Egyptian-born Ali Mohamed, 48, admitted conspiring with Osama bin Laden
and others to murder Americans.
Mohamed - who taught US special forces soldiers about Muslim culture - told a New York court that after he had left the army in 1989, he had helped train members of bin Laden's terrorist organisation, al Qaeda in the 1980s.
The bombings of the US embassies in Nairobi and Dar es Salaam in August 1998, were part of an Islamic Jihad, or Holy War, against western targets by bin Laden, he said.
"The objective of all of this was to attack any Western target in the Middle East," Mohamed told the court.
Plea bargaining
Mohamed also revealed that he had helped secretly move bin Laden from Pakistan to Sudan.
He was among 17 people charged in connection with the simultaneous embassy bombings.
Mohamed, who entered the courtroom in leg shackles, stood in his
prison blue uniform as he pleaded guilty to charges of conspiring with bin Laden and others to murder Americans
anywhere they could be found.
He also admitted attacking the US military in Somalia and Saudi Arabia, killing Americans at unspecified embassies and to concealing the conspiracy.
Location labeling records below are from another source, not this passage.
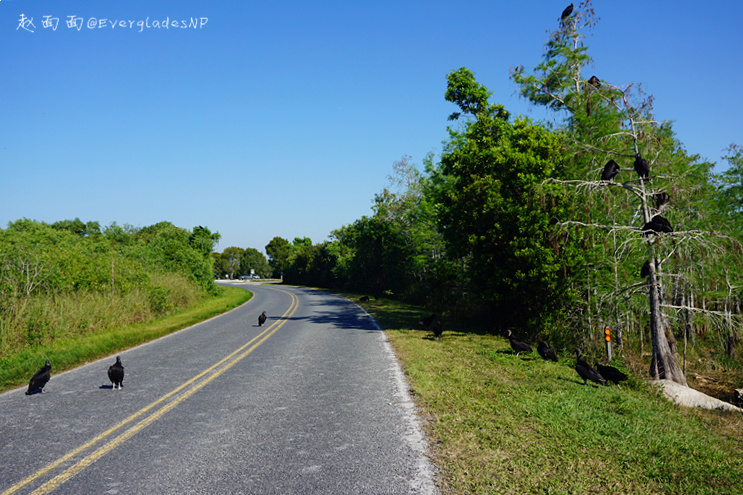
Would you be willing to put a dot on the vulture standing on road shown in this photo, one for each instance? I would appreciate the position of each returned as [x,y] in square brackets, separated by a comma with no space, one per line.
[546,351]
[661,199]
[611,169]
[116,374]
[585,371]
[517,345]
[611,374]
[40,378]
[641,167]
[566,13]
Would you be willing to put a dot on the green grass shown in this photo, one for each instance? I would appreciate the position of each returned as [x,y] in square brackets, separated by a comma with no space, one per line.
[498,423]
[16,368]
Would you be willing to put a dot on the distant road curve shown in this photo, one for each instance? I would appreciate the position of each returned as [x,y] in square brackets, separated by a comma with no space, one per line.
[311,402]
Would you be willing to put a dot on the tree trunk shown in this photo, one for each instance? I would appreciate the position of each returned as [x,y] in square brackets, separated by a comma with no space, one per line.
[664,364]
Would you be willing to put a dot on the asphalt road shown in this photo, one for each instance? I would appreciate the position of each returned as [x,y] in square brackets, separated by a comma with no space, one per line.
[311,402]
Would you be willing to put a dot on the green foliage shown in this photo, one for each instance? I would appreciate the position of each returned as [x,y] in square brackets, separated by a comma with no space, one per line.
[729,189]
[498,423]
[117,276]
[493,210]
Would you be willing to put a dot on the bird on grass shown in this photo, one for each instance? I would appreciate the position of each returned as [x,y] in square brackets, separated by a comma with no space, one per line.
[586,371]
[566,13]
[641,167]
[426,322]
[438,329]
[517,345]
[612,374]
[116,374]
[546,351]
[611,169]
[40,379]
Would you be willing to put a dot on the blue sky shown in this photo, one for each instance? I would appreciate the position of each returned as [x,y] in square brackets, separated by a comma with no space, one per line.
[284,118]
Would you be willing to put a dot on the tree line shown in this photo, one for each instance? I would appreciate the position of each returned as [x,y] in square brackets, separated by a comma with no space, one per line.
[551,227]
[71,277]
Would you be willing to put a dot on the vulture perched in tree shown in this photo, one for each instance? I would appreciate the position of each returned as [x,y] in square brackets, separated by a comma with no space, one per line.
[116,374]
[585,371]
[641,167]
[426,322]
[566,13]
[657,224]
[517,345]
[546,351]
[40,378]
[611,374]
[661,199]
[611,169]
[437,329]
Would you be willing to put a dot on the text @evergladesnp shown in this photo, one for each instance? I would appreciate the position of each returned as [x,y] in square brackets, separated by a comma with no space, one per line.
[74,22]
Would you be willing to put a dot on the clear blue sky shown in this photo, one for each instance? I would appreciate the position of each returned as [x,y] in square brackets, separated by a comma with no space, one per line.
[284,118]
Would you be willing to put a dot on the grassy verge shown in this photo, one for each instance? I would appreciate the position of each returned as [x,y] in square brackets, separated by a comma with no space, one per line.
[16,368]
[498,423]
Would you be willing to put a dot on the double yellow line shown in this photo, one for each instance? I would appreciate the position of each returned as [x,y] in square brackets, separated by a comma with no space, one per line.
[191,387]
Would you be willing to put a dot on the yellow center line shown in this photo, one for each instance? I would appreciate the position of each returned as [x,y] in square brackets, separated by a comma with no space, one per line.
[90,459]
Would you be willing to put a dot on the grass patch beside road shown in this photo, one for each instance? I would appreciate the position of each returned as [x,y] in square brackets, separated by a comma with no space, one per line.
[17,368]
[498,423]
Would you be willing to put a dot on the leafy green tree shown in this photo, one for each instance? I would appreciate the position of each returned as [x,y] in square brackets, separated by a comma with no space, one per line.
[279,251]
[729,184]
[231,258]
[252,259]
[606,122]
[493,210]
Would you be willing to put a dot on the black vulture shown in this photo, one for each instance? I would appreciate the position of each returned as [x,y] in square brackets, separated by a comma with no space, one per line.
[641,167]
[437,329]
[661,199]
[566,13]
[116,374]
[40,378]
[611,374]
[585,371]
[645,270]
[517,345]
[546,351]
[611,169]
[426,322]
[657,224]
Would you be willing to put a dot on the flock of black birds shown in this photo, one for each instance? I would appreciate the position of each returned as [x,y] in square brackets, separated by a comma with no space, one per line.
[115,371]
[658,224]
[37,382]
[604,374]
[641,166]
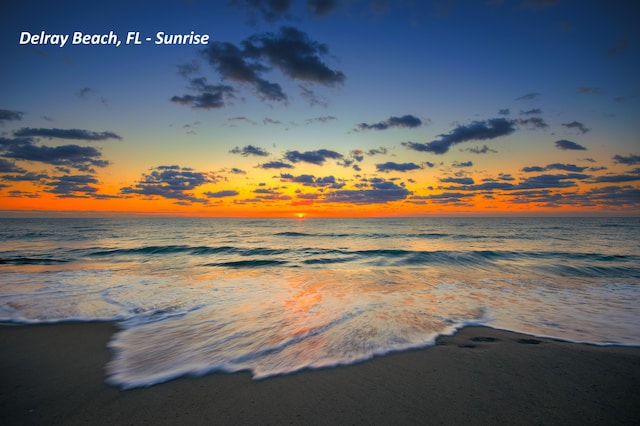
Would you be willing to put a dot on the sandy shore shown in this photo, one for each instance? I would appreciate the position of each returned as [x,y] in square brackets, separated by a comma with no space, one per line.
[54,374]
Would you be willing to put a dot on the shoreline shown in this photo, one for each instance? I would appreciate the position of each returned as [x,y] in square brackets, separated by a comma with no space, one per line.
[54,374]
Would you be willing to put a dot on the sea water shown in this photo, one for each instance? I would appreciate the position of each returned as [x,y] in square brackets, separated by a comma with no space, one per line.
[273,296]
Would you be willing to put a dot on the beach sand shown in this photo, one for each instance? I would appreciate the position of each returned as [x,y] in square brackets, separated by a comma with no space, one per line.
[54,374]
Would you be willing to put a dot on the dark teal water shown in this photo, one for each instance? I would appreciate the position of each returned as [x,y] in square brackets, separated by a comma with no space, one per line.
[276,296]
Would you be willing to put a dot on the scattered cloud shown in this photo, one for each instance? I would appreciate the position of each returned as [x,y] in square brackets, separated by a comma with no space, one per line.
[404,121]
[290,50]
[568,145]
[618,49]
[276,165]
[529,96]
[172,182]
[221,194]
[588,90]
[477,130]
[373,191]
[576,125]
[78,134]
[78,157]
[249,150]
[313,157]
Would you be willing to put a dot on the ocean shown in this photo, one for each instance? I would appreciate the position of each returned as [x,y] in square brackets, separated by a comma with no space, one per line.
[274,296]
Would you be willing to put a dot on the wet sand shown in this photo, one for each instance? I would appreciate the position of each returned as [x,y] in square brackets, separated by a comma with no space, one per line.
[54,374]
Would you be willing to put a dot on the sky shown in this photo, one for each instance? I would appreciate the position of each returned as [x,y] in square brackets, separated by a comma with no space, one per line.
[320,108]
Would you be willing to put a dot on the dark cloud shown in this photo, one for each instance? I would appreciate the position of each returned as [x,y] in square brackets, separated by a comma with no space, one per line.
[528,96]
[221,194]
[477,130]
[269,10]
[26,177]
[374,191]
[321,7]
[313,157]
[404,121]
[538,4]
[484,150]
[566,167]
[8,115]
[565,145]
[324,119]
[576,125]
[312,181]
[291,51]
[531,111]
[588,90]
[207,96]
[276,165]
[461,181]
[617,178]
[390,166]
[250,150]
[79,157]
[618,49]
[85,135]
[631,159]
[532,122]
[172,182]
[9,167]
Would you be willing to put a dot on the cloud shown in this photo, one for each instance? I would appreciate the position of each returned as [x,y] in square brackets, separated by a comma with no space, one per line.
[531,111]
[323,119]
[618,49]
[312,181]
[532,122]
[404,121]
[78,134]
[250,150]
[378,191]
[567,145]
[221,194]
[576,125]
[397,167]
[8,115]
[617,178]
[313,157]
[321,7]
[290,50]
[172,182]
[477,130]
[529,96]
[538,4]
[631,159]
[588,90]
[72,186]
[9,167]
[269,10]
[276,165]
[79,157]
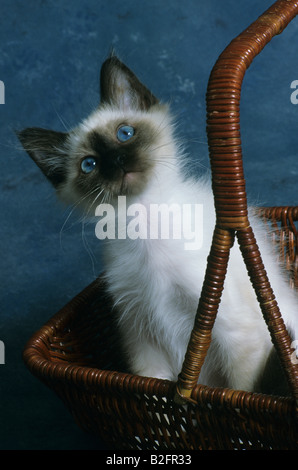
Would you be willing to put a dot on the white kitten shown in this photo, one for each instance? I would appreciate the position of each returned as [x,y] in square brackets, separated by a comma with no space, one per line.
[127,148]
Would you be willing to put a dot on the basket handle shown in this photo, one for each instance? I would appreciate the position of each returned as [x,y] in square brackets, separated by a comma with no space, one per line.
[223,129]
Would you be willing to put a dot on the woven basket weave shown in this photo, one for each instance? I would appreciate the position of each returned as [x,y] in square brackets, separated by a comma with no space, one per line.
[77,353]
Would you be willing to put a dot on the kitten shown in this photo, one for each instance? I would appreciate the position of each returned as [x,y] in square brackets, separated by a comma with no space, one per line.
[127,148]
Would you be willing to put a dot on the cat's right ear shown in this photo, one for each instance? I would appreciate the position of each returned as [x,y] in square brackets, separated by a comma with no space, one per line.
[47,149]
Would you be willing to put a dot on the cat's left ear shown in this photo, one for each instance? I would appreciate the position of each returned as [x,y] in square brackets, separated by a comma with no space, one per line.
[119,86]
[47,149]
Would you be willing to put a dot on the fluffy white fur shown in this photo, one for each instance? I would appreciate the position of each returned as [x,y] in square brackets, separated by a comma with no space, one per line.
[156,283]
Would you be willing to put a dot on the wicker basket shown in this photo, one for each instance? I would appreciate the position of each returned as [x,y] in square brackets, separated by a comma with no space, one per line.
[76,352]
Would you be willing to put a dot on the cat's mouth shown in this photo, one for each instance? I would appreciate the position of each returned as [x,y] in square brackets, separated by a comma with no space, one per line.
[131,182]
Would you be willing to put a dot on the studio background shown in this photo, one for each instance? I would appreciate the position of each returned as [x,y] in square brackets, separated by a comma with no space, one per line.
[50,57]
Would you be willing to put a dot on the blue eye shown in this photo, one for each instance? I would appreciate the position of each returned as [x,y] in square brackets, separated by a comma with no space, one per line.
[125,133]
[88,165]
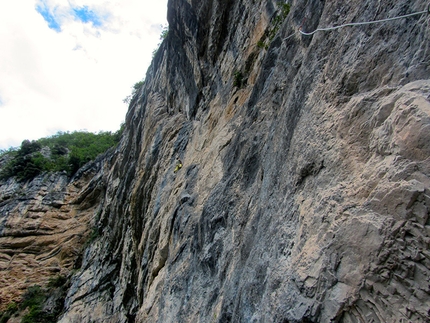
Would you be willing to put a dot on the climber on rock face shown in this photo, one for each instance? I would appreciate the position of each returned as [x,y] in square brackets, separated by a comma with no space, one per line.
[178,164]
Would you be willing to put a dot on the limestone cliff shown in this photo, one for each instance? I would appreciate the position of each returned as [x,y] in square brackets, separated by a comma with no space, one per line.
[304,189]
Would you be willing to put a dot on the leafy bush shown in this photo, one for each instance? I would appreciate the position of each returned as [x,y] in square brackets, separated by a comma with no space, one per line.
[11,309]
[62,152]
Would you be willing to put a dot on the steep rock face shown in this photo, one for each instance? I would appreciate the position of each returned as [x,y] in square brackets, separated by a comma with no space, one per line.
[304,191]
[44,225]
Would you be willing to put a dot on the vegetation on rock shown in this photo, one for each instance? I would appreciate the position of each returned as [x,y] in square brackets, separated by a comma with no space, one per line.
[64,151]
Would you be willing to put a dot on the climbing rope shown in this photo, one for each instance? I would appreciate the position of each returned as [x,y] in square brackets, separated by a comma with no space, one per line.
[360,23]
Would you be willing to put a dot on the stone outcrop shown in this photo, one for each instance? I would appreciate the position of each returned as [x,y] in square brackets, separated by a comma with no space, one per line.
[44,226]
[304,192]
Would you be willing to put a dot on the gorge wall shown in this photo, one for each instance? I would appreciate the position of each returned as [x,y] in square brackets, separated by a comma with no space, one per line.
[304,192]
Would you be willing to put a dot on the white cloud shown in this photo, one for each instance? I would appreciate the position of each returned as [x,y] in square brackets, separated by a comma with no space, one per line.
[76,78]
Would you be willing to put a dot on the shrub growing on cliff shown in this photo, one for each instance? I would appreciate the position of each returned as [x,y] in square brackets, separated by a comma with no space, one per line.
[62,152]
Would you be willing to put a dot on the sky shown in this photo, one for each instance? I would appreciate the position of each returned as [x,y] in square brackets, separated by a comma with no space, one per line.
[67,65]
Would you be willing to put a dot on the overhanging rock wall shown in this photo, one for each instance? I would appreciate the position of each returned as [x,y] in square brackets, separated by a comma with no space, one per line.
[304,192]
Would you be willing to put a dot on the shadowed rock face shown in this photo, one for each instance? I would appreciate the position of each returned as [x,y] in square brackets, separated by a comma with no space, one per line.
[304,193]
[44,226]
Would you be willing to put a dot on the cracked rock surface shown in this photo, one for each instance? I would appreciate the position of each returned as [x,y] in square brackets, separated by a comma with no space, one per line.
[305,189]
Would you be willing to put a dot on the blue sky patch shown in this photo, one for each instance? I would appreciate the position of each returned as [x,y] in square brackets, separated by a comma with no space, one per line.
[49,17]
[86,15]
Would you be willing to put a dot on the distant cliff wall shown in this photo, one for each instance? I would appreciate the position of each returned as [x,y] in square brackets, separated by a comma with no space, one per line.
[304,189]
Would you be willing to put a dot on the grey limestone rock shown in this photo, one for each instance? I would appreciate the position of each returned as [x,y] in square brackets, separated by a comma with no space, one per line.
[304,192]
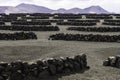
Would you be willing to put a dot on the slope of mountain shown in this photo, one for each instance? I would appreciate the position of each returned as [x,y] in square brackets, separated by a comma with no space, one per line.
[30,8]
[95,9]
[4,8]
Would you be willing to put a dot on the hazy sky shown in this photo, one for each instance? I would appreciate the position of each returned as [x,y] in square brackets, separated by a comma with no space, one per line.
[110,5]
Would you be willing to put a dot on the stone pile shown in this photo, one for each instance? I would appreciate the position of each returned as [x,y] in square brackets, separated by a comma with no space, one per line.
[18,36]
[21,70]
[113,61]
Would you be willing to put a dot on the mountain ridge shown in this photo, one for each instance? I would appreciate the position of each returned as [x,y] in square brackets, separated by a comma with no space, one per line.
[31,8]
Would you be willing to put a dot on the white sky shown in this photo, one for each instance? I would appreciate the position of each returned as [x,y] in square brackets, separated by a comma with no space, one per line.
[110,5]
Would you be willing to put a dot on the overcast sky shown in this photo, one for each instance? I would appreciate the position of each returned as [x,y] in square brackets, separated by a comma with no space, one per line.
[110,5]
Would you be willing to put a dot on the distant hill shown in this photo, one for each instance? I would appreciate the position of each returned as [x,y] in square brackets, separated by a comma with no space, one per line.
[30,8]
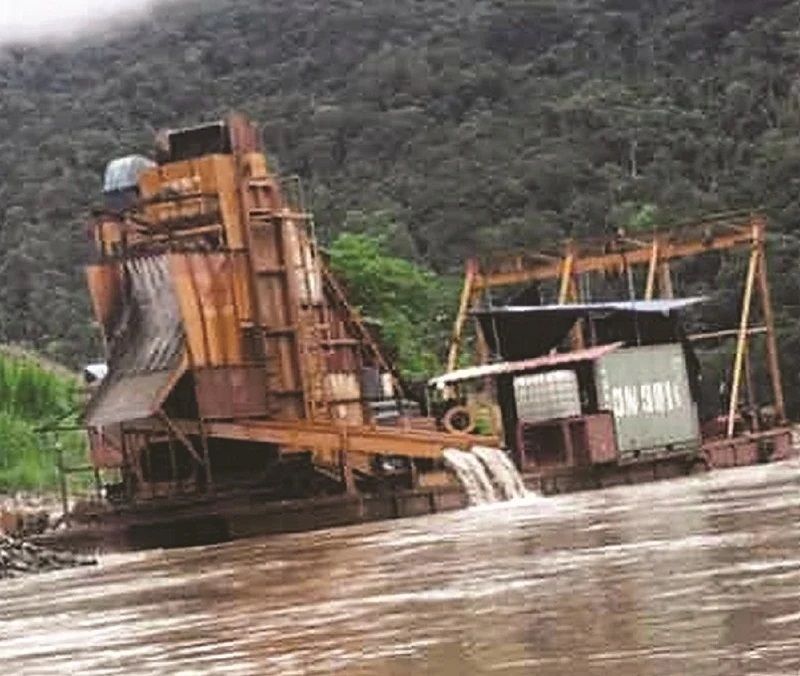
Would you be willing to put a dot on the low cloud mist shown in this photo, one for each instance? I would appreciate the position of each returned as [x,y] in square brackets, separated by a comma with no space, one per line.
[36,21]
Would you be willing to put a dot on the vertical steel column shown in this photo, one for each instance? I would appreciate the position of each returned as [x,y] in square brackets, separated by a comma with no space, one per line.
[665,283]
[651,272]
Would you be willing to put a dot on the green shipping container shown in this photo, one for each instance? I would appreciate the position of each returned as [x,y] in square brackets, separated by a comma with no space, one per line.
[647,390]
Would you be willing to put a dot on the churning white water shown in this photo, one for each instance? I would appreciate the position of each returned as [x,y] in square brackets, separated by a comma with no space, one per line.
[486,474]
[501,469]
His guilty pleas followed a bargaining agreement with prosecutors.
US District Judge Leonard B Sand first said the agreement guaranteed a minimum of 25 years in prison, but after an objection by defence lawyers, the judge did not specify the length of the potential prison term.
Mohamed was among 17 people charged in connection with the embassy bombings.
Of those charged so far, six defendants are held in New York, three others are held abroad and eight are fugitives, including bin Laden, who is on the FBI's 10 Most Wanted List.
The US government has offered a $5 million reward for the capture of each fugitive.